I wanted to let everyone know that I have created an Amazon store for all of the favorite products that I have featured on the blog. There is a link on the right hand side of the blog or you can access it here. I'm still playing around with it but right now it has most of the favorite products I've talked about as well as books and preemie books. I will update it weekly with new items including a section of books and activities for older kids. Hopefully it will make it easier for you to find additional product information.

I would also like to add a section for products that you consider favorites. So leave a comment or email me and let me know what your must-have-can't-live-without products are. I'll start featuring them on the blog as well!

Tuesday, July 22, 2008

Favorite Product #19

When it comes to favorite products for my preemies, books are always at the top of the list. This week's post is devoted to mini books - specifically the Fisher Price Little People Books.

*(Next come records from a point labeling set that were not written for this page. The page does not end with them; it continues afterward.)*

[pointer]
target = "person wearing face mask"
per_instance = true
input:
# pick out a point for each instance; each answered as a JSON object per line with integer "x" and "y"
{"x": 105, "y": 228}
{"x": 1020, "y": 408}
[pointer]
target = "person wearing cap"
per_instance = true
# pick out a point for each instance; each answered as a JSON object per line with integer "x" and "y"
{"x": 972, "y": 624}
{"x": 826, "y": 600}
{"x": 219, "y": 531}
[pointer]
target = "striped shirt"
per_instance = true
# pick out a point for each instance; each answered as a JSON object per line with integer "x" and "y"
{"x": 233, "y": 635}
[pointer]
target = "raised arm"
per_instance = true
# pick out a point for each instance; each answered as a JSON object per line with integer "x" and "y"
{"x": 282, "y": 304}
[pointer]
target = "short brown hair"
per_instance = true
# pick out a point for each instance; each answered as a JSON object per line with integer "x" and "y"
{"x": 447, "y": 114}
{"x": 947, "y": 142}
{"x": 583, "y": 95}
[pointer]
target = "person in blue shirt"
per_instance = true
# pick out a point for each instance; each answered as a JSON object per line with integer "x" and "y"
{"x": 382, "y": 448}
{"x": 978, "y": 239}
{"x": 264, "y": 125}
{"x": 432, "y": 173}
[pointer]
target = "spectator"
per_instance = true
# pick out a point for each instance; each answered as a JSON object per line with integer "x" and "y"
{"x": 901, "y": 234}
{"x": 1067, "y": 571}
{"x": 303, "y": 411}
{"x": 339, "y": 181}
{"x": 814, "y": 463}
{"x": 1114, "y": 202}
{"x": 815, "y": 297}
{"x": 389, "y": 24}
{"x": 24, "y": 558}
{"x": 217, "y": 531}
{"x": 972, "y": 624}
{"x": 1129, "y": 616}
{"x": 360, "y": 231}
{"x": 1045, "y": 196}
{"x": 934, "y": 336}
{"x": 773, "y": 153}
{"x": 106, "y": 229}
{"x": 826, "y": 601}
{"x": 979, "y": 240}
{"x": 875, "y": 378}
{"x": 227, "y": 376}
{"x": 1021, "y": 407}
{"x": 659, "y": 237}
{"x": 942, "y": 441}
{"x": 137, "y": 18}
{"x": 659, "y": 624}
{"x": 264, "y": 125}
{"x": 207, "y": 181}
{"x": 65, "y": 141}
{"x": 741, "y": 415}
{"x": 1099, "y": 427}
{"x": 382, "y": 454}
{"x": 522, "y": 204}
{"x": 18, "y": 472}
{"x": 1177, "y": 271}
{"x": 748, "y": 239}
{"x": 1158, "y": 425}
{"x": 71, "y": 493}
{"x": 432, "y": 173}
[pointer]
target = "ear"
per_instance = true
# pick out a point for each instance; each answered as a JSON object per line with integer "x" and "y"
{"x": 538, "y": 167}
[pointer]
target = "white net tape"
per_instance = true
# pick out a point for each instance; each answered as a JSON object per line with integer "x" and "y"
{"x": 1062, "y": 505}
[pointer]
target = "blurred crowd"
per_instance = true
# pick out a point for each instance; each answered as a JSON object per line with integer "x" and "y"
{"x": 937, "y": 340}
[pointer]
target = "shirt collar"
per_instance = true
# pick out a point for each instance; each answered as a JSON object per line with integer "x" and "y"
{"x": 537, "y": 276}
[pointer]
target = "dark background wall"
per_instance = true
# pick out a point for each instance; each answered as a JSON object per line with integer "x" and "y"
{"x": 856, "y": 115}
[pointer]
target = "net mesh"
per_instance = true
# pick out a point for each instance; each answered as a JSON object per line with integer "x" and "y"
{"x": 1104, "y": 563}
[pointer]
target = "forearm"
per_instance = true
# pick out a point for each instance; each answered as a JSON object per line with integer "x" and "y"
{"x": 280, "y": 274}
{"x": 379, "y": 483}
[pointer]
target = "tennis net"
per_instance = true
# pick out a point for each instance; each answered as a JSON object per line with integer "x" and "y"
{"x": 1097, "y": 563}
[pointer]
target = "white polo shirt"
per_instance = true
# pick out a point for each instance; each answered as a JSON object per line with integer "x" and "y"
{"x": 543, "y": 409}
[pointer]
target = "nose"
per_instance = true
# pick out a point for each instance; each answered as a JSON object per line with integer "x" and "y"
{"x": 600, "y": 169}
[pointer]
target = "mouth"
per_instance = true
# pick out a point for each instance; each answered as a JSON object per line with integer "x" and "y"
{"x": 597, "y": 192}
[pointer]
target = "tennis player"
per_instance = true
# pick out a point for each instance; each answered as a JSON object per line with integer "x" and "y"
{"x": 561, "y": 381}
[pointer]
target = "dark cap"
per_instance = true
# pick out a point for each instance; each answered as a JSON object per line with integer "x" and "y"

These little books have become my new favorite go-to toy. They are small so several of them can fit into a diaper bag and each one has cute pictures of animals which makes for lots of developmental fun. My daughter loves these little books far more then some of the bigger ones we carry along. I think that she likes the fact that she can hold them herself. Each page is thick so she can easily grab it and turn to the next page. If you have older kids, these books are also good for stacking which can be an easy emergency activity if you are stuck in a waiting room or at a restaurant.

Here are tips to use these books to maximize development:

1) Animals - as you turn each page, tell your preemie what animal it is and make the sound that goes with the animal. As your preemie gets older, have him/her tell you the animal sound

2) Colors - books are a great way to start talking about colors - Look at the cow - he is brown, the grass is green, etc.

3) Numbers/counting - even if the book is not devoted to counting things you can still make a game of counting how many of each thing is on the page.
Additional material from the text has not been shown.